Город мелодичных колокольчиков
Шрифт:
Никто не нарушал задумчивости Георгия Саакадзе. Он поднялся внезапно и положил руку на плечо купца:
— Так вот, мой Вардан, ни о чем не беспокойся. Если вернусь, такую торговлю с тобой устроим, что не только в Багдаде, в Венеции звон нашего аршина услышат. Лавку тебе из мрамора выстрою, чтобы чужеземные купцы входили к тбилисскому мелику, как в храм торговли… Аршин позолоченный водворим посередине и такое начертаем: «Что отмерено, то отрезано». Амкарам передай: старое забыл, вновь оружием дружбу скрепим. Пусть куют мечи, закаляют шашки, пусть припасут дружинникам бурки, ноговицы, чохи, а для азнаурских коней — седла, подковы. И еще одно дело тебе поручу. Нагружай караван в Стамбуле, но не торопись, и как только услышишь, что я дошел до Восточной Анатолии, — а я должен дойти, ибо это ближайший путь к Картли, — подготовь скоростных верблюдов. Там госпожа моя Русудан, Хорешани, Дареджан со всеми домочадцами и слугами примкнут к твоему каравану. Тебе, Вардан, доверяем самое ценное для нас. Проводишь до Эрзурума.
Вардан просиял, достал шелковый платок и старательно провел по лбу — признак волнения. Он поднялся, хотел сказать что-то
— Моурави, я обрадован твоим доверием, оно лучший подарок, ибо открывает дверь в будущее. Пока сам не увижу, в каком доме будут жить госпожа Русудан, госпожа Хорешани, не покину Эрзурум. Если госпожа Русудан пожелает, во всем помогу. Раз, Моурави, семью ближе к Картли отправляешь, значит, правда недолго думаешь оставаться здесь. Говорят, Стамбул город янтаря и роз, а по-моему — печали и слез. Полумесяц кривой нож напоминает, которым горло перерезывают.
Саакадзе улыбнулся и похвалил купца за сравнение: «Еще десять лет таких потрясений, и Вардан совсем поэтом станет».
Невольно «барсы» ухмыльнулись: легче было представить Зураба Эристави властелином горцев, чем Вардана творцем созвучий.

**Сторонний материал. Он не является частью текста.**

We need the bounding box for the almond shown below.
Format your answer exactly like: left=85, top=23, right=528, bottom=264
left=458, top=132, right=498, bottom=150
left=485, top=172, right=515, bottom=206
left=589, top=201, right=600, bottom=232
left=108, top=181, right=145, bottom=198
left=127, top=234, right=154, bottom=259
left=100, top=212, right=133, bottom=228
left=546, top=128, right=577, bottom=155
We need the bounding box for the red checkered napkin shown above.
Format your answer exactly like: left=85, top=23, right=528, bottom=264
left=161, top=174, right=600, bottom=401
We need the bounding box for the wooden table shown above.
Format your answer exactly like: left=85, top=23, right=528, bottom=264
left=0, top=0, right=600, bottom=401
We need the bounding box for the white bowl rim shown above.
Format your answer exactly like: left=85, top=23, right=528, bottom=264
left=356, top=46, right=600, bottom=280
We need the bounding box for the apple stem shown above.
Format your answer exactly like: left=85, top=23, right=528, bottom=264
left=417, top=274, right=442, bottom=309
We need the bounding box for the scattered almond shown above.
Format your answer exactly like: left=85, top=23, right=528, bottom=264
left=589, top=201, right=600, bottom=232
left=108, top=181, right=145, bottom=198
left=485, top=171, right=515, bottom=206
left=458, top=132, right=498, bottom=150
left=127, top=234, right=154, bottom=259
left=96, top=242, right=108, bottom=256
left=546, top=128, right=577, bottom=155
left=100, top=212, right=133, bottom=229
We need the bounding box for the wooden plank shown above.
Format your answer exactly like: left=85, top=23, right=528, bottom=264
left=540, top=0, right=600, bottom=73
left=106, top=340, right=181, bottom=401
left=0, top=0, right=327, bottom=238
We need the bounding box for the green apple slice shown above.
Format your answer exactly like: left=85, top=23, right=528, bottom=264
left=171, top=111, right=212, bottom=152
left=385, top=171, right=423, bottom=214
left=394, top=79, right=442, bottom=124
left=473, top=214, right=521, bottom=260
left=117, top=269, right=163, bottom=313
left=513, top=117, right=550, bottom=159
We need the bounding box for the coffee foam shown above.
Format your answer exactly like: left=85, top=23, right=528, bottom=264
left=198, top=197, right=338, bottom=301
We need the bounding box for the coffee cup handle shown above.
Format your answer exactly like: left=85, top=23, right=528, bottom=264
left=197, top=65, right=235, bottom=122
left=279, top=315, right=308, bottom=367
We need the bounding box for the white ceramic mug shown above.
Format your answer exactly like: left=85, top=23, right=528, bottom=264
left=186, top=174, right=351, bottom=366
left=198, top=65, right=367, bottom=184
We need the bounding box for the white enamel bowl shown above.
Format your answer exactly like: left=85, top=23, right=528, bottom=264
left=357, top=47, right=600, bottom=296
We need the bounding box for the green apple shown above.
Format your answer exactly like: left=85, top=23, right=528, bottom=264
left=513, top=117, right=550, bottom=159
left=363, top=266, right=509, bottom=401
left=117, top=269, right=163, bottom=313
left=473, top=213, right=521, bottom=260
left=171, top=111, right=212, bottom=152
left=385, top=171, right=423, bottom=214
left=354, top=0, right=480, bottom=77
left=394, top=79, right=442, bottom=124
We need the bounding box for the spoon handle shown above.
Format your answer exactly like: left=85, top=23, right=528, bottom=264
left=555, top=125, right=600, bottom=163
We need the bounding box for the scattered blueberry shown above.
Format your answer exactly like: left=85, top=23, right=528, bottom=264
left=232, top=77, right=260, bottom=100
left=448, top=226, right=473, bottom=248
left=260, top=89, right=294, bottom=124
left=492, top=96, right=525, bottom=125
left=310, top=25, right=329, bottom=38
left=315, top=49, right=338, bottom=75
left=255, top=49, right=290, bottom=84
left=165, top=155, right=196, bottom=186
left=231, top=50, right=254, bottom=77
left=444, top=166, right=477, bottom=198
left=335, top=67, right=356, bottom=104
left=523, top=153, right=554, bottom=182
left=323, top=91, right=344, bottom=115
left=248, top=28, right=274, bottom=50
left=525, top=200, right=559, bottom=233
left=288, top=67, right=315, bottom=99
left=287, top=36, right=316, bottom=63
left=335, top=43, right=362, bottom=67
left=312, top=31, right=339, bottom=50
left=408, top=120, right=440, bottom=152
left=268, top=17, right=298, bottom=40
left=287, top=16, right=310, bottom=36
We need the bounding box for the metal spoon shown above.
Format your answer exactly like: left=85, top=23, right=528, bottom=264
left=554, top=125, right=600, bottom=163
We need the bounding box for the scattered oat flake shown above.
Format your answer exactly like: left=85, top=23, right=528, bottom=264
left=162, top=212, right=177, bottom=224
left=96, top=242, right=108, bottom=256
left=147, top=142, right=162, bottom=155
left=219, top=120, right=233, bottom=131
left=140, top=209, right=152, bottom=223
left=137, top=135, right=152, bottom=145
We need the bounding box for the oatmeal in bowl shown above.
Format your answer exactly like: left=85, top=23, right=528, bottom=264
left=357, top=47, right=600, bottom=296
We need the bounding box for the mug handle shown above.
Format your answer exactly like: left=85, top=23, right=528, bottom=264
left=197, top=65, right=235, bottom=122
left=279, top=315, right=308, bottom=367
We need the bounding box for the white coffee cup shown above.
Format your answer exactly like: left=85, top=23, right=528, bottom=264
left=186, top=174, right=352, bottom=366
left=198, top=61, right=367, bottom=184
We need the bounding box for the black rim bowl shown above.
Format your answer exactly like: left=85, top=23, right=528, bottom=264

Полный гордости и воодушевления, вышел Вардан из гостеприимного дворца. Поручено ему важное дело, отныне он не только купец, но еще доверенный Великого Моурави, охранитель его семьи. Он сумеет повернуть дела амкаров в нужную для Моурави сторону и обрадовать азнаура Квливидзе не одной парчой и туго набитым кисетом — даром Моурави, но и новым планом возрождения Союза азнауров, призванных самой жизнью укрепить трон достойного царя. Пусть старый рубака, совесть сословия, вновь соберет азнауров Верхней, Средней и Нижней Картли и разговором с народом оживит Ничбисский лес. Сейчас, когда князья согнули близоруким шеи наподобие дуги, многие если не совсем прозрели, то опомнились — знают теперь, за кого подымать оружие. Вардан погладил алмазный перстень, знак расположения Моурави.
Узкая черная тень пересекла улицу, окаймленную высокими кипарисами. Вардан случайно задел проходящую мимо женщину в изумрудной чадре. Послышалось глухое бормотание, означающее брань. Он шарахнулся, вскинул глаза и увидел на минарете полумесяц, искрящийся в кровавых отсветах. Невольно Вардан провел пальцем по шее и решил как можно осторожнее проходить мимо женщин в Стамбуле, где нехорошо шутят, и как можно яростнее торговаться на базарах. Первое создаст ему славу скромного чужеземца, а второе — опытного купца. «Эх-эх, велик аллах, только на что людям евнухи?!»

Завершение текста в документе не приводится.